Der eigentliche grosse Tag beginnt dann für die meisten Beteiligten in aller Herrgottsfrühe. Vreni Kayser vom Trachtenverein Beckenried erzählt: «Tagwache ist meist um fünf Uhr morgens, damit alle rechtzeitig bereit sind.» Rund zwanzig Minuten dauert in der Regel das Einkleiden, das ohne Hilfe fast ein Ding der Unmöglichkeit ist. «Selbst nach 35 Jahren kann ich noch immer nicht alleine meine Tracht anziehen», schmunzelt Agnes Ambauen. Kein Wunder: Besteht die Sonntagstracht der Damen doch aus über einem Dutzend Bestandteilen wie Bluse, Unter- und Miederrock, einer Schaufel/Haube (bei Verheirateten) und übrigem Schmuck. «Trachten zeigen, woher man kommt, sie vermitteln einem ein Heimatgefühl, eine Identität», erklärt sie sich die ihrer Meinung nach zunehmende Popularität dieses Brauchtums. Das sieht Patricia Kipfer ähnlich. Für sie ist es «ein Gefühl von Heimatverbundenheit, man spürt seine Wurzeln und kann die Tradition weiterleben lassen», wie die 33-jährige Buochserin sagt, die in der Trachtengruppe Beckenried tanzt. Und Kobi Würsch (22), der in der Beckenrieder und Ennetbürger Trachtengruppe tanzt, findet es «eine Ehre, eine Tracht zu tragen. Und man kann mit wenig, anderen eine grosse Freude bereiten.»
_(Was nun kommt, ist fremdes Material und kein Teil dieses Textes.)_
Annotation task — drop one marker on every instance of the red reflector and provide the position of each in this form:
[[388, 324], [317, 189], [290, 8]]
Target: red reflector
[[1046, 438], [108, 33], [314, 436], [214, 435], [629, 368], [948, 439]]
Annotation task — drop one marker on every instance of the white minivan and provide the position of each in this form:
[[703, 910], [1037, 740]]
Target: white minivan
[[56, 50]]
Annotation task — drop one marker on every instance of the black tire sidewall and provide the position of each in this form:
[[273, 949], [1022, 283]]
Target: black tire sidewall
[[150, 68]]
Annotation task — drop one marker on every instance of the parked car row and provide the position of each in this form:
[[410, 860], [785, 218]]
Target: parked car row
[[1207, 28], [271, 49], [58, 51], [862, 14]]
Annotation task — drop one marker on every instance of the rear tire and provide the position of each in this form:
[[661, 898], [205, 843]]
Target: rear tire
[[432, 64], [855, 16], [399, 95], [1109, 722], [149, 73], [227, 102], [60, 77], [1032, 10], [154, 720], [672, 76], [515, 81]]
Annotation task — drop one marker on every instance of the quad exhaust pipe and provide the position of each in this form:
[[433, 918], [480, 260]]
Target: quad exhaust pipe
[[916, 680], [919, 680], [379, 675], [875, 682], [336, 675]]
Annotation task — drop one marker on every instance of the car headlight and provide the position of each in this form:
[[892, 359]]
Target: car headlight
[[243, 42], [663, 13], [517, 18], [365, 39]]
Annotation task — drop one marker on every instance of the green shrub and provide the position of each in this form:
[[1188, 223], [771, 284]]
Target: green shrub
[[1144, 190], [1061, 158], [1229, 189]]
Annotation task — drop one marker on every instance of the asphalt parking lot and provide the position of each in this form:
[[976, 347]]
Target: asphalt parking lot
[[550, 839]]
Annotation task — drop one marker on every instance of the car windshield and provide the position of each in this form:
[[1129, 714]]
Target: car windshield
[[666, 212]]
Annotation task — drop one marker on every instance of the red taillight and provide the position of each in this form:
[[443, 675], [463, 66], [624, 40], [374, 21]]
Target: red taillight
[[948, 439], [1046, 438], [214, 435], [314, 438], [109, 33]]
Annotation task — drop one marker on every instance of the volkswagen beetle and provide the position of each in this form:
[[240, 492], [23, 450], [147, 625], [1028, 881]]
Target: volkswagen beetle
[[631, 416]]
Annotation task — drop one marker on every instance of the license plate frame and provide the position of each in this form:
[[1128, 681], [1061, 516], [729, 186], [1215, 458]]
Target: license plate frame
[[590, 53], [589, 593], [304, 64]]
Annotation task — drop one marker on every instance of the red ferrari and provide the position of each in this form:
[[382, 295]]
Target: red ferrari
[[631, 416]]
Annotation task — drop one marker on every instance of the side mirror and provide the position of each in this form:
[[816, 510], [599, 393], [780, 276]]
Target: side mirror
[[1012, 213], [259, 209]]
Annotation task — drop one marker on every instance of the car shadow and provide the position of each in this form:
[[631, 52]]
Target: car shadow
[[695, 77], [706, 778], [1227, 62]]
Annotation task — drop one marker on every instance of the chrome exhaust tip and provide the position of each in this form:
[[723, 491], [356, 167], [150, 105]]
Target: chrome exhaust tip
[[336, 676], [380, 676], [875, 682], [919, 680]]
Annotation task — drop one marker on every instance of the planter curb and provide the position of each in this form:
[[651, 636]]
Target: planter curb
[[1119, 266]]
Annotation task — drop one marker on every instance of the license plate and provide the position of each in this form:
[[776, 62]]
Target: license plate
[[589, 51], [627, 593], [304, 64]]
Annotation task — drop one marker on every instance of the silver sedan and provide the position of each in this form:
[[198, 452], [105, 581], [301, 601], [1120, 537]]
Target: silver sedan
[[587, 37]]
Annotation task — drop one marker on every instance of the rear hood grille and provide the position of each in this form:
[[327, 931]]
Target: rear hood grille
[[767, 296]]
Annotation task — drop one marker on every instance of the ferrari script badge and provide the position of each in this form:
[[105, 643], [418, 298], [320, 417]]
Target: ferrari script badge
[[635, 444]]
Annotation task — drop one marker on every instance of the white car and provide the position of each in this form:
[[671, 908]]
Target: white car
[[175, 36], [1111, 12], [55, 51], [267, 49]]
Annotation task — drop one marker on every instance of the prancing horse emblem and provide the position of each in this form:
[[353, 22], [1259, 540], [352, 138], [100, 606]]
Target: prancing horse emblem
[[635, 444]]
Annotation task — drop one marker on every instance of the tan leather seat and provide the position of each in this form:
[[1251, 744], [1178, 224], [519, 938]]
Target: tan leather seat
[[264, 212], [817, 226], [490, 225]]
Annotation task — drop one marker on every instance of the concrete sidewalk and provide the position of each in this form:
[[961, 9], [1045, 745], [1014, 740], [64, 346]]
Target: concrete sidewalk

Die Liebe zur Nidwaldner Tracht reicht gar über die Kantonsgrenze hinaus. So trägt etwa Silvia Gut, die in Ennetbürgen aufgewachsen ist und nun in Uri wohnt, in ihrer neuen Heimat nicht die dortige, sondern die Nidwaldner Tracht, wie die 25-Jährige beteuert.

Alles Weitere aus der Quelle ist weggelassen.